Is stem-cell research still a hot-button political topic? Some commentators on the left have recently wondered what happened to the issue. Alex Seitz-Wald in Salon scratches his head about why Republicans aren’t talking about stem-cell research. Zack Beauchamp of ThinkProgress speculates, rather improbably, that stem cells may be the “sleeper issue” of the 2012 campaign. It has certainly gone quiet in comparison to the 2004 election, when it was exploited as a wedge issue by the Democrats; recall vice-presidential candidate John Edwards’s infamous claim that “If we can do the work that we can do in this country — the work we will do when John Kerry is president — people like Christopher Reeve are going to walk. Get up out of that wheelchair and walk again.”

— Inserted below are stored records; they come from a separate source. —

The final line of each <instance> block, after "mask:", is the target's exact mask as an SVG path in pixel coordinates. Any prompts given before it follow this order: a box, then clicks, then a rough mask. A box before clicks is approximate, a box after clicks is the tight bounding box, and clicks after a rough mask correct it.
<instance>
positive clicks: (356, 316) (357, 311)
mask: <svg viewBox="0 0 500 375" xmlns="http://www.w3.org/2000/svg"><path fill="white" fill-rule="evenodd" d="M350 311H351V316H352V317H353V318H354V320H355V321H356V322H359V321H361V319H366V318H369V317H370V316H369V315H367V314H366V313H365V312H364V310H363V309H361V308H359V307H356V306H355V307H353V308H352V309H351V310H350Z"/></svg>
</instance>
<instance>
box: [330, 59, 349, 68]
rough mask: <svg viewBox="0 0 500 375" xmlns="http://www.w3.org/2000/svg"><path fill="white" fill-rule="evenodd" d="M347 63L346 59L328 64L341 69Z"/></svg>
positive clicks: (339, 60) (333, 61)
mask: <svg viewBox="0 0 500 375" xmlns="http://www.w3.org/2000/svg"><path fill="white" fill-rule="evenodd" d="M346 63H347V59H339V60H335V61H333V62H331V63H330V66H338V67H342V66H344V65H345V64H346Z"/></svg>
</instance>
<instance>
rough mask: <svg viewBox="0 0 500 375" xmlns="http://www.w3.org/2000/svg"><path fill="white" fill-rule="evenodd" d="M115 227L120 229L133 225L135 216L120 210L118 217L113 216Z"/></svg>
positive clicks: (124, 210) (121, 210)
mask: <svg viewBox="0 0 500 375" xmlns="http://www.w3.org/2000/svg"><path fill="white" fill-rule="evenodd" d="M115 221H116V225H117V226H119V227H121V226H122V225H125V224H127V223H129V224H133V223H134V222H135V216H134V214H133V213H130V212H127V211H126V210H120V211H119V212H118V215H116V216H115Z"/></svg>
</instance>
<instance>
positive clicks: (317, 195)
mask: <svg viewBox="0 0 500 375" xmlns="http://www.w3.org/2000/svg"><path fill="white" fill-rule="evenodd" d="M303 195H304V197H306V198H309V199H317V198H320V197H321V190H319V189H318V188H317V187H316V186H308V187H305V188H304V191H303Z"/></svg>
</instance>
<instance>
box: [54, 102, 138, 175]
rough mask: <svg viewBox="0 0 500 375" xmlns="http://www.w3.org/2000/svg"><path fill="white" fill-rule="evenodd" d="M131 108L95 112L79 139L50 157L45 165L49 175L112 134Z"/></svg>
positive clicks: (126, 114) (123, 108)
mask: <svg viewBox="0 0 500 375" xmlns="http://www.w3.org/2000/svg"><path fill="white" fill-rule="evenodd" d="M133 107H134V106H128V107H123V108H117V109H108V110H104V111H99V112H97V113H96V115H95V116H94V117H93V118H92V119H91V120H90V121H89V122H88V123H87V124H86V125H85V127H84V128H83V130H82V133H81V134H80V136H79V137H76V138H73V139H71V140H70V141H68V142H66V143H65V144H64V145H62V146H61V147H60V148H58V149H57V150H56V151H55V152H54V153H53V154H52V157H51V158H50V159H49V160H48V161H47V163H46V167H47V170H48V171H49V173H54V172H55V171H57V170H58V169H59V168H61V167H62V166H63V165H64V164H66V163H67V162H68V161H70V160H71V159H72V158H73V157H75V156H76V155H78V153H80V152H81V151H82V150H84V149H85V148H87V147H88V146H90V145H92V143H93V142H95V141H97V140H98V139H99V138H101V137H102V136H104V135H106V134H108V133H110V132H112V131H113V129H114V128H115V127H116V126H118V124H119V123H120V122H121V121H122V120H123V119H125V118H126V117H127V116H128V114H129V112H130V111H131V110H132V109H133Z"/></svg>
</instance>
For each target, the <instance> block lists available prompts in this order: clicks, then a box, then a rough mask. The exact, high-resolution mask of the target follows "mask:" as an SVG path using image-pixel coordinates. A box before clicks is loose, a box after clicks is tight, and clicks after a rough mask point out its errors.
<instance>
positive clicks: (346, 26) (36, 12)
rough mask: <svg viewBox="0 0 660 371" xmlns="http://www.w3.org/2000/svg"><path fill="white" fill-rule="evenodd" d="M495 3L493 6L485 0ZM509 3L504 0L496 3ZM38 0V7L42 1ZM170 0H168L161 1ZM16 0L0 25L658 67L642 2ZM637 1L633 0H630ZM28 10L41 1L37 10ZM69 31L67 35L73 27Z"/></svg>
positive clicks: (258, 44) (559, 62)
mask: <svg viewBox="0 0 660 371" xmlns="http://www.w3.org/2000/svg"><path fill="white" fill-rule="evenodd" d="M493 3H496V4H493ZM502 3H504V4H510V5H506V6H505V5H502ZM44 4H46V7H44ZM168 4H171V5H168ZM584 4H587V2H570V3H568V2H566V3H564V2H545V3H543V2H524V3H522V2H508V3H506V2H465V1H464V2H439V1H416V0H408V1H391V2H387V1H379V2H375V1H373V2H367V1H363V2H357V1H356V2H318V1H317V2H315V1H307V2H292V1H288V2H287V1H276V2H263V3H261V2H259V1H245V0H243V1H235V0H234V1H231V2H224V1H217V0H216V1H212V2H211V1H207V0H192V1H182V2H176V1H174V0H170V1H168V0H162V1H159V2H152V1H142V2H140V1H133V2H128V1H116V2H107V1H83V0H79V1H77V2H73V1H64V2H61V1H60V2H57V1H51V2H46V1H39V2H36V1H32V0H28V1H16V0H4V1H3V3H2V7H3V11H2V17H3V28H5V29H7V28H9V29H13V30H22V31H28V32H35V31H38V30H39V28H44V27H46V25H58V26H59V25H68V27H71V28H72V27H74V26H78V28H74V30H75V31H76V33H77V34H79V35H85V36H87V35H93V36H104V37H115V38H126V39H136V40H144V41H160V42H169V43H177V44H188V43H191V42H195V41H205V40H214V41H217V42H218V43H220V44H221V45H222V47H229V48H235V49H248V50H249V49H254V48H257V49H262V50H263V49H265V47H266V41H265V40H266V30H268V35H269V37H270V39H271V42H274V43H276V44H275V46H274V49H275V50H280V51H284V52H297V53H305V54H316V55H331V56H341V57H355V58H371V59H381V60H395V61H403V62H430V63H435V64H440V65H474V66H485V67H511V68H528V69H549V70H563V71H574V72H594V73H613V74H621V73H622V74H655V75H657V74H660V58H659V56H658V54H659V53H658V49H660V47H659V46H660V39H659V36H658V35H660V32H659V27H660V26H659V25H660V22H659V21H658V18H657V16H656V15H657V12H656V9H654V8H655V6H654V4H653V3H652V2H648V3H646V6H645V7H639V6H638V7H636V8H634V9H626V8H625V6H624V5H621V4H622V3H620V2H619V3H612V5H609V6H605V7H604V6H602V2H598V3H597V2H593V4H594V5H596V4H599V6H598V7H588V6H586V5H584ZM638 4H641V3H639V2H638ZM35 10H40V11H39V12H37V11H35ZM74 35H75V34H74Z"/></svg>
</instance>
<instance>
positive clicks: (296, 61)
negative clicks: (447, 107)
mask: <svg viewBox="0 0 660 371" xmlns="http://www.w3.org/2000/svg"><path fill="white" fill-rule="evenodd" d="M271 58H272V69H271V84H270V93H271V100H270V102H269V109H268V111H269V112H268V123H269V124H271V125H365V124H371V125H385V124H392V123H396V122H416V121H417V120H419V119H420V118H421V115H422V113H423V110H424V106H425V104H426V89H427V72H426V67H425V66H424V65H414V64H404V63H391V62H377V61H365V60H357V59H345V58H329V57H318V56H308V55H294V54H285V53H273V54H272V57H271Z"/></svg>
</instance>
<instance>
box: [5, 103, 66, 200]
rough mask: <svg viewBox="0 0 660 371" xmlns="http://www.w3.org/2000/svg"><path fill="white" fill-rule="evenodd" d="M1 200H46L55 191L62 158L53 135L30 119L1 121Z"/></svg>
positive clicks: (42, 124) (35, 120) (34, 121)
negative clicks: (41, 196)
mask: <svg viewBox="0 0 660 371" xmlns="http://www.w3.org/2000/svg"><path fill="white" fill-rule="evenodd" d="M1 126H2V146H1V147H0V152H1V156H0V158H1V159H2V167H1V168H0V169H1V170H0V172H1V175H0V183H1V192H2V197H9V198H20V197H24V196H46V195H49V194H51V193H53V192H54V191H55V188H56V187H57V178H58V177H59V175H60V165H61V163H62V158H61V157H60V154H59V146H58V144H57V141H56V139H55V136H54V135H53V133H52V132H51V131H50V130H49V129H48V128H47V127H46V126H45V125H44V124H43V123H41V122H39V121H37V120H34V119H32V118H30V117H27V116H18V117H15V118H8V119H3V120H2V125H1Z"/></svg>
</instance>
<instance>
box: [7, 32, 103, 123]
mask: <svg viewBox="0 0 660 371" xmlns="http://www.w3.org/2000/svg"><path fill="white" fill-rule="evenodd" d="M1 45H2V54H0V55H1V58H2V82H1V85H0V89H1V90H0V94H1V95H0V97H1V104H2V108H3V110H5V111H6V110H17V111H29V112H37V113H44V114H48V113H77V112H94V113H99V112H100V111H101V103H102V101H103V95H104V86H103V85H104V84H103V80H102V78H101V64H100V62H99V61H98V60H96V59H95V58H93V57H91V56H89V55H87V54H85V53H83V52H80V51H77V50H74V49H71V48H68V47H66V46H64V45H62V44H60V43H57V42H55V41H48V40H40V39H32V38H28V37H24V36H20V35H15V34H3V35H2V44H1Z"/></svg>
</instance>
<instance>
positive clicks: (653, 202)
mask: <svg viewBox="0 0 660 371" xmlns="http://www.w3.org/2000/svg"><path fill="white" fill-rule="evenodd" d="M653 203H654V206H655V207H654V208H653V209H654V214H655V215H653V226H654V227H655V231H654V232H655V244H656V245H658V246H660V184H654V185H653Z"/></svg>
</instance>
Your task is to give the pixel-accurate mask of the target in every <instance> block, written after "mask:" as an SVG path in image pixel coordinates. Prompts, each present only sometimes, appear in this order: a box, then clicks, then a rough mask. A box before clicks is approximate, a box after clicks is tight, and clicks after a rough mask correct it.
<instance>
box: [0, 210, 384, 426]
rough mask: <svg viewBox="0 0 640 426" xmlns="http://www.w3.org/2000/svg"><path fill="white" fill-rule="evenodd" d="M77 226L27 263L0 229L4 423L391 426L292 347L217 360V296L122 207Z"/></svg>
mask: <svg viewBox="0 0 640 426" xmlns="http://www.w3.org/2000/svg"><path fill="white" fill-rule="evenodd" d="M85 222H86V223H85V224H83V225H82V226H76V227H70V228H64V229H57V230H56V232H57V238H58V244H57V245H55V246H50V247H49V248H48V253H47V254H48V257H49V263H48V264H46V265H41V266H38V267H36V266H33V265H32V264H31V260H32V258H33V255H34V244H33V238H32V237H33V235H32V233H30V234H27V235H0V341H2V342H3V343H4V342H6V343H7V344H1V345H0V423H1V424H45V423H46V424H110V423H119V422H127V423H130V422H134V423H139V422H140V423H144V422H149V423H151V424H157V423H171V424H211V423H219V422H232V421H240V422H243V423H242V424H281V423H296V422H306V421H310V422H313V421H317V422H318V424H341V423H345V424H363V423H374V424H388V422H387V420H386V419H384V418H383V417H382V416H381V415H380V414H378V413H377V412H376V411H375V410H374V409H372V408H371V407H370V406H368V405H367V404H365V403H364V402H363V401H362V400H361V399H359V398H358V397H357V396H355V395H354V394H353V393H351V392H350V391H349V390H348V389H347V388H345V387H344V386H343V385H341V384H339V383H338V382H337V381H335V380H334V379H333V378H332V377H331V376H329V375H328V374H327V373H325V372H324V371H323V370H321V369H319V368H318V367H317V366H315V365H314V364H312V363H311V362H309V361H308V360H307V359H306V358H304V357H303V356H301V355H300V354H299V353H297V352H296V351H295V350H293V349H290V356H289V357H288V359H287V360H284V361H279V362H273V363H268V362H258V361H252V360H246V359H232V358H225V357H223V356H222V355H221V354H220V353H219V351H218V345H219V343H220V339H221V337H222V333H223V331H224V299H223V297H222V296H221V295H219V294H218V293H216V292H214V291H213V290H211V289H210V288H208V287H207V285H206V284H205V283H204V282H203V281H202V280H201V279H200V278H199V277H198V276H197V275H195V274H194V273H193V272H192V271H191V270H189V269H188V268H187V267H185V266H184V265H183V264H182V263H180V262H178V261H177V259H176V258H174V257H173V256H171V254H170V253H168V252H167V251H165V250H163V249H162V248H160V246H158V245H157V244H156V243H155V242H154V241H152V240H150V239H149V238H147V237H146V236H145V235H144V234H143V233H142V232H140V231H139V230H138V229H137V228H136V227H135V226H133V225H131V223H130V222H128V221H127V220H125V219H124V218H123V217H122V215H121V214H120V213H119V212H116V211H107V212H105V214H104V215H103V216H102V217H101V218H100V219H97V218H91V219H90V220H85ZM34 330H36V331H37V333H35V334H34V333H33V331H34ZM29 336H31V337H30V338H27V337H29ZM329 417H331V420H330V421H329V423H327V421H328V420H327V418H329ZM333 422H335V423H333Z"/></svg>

Such exaggeration of the medical promise of embryonic stem-cell research may have peaked with former senator Arlen Specter’s 2007 claim that embryonic stem cells had “the potential to conquer . . . all the maladies we know.” Buthuman embryonic stem cells have not brought the kinds of miraculous cures that advocates and scientists predicted in the early 2000s, when the political controversy was at its height. There may be a growing realism about the difficulties of bringing complex new therapies from “bench to bedside,” as only a single human embryonic stem-cell therapy is now in even the earliest stages of clinical trials. (Contrary to fears that America was “falling behind” in stem-cell research during the Bush years, that single therapy was developed by an American company.) Meanwhile, scientists have made considerable progress in developing less morally problematic alternatives to embryonic stem cells, a subject explored in the inaugural report of the Witherspoon Council on Ethics and the Integrity of Science.
Generally speaking, issues relating to science have not had a major place in this campaign season, and it seems unlikely that stem cells will emerge as a prominent point of contention. The 2012 Republican platform does “oppose federal funding of embryonic stem cell research,” although Governor Romney’s official policy statement is less explicit: It stops short of committing to undo President Obama’s policy of using taxpayer dollars to fund embryo-destructive research. And in the midst of an impending fiscal crisis and other urgent political problems, it seems extremely unlikely that Congress will address this issue anytime soon.
Inaction on stem-cell policy in Washington is unfortunate, since the standing Obama rules encourage the destruction of embryos for research. Moreover, defenders of human life should consider whether the Dickey-Wicker Amendment has begun to creak with age. In an opinion concurring with the recent federal ruling, Judge Janice Rogers Brown criticized Dickey-Wicker:
Given the weighty interests at stake in this encounter between science and ethics, relying on an increasingly Delphic, decade-old single-paragraph rider on an appropriations bill hardly seems adequate.
Perhaps the time has come to replace the Dickey-Wicker Amendment with something that is clearer and goes further, explicitly addressing other areas of modern biotechnology. That debate won’t happen this year — but it’s a debate worth having.
— Adam Keiper is editor and Brendan Foht is assistant editor of The New Atlantis: A Journal of Technology and Society.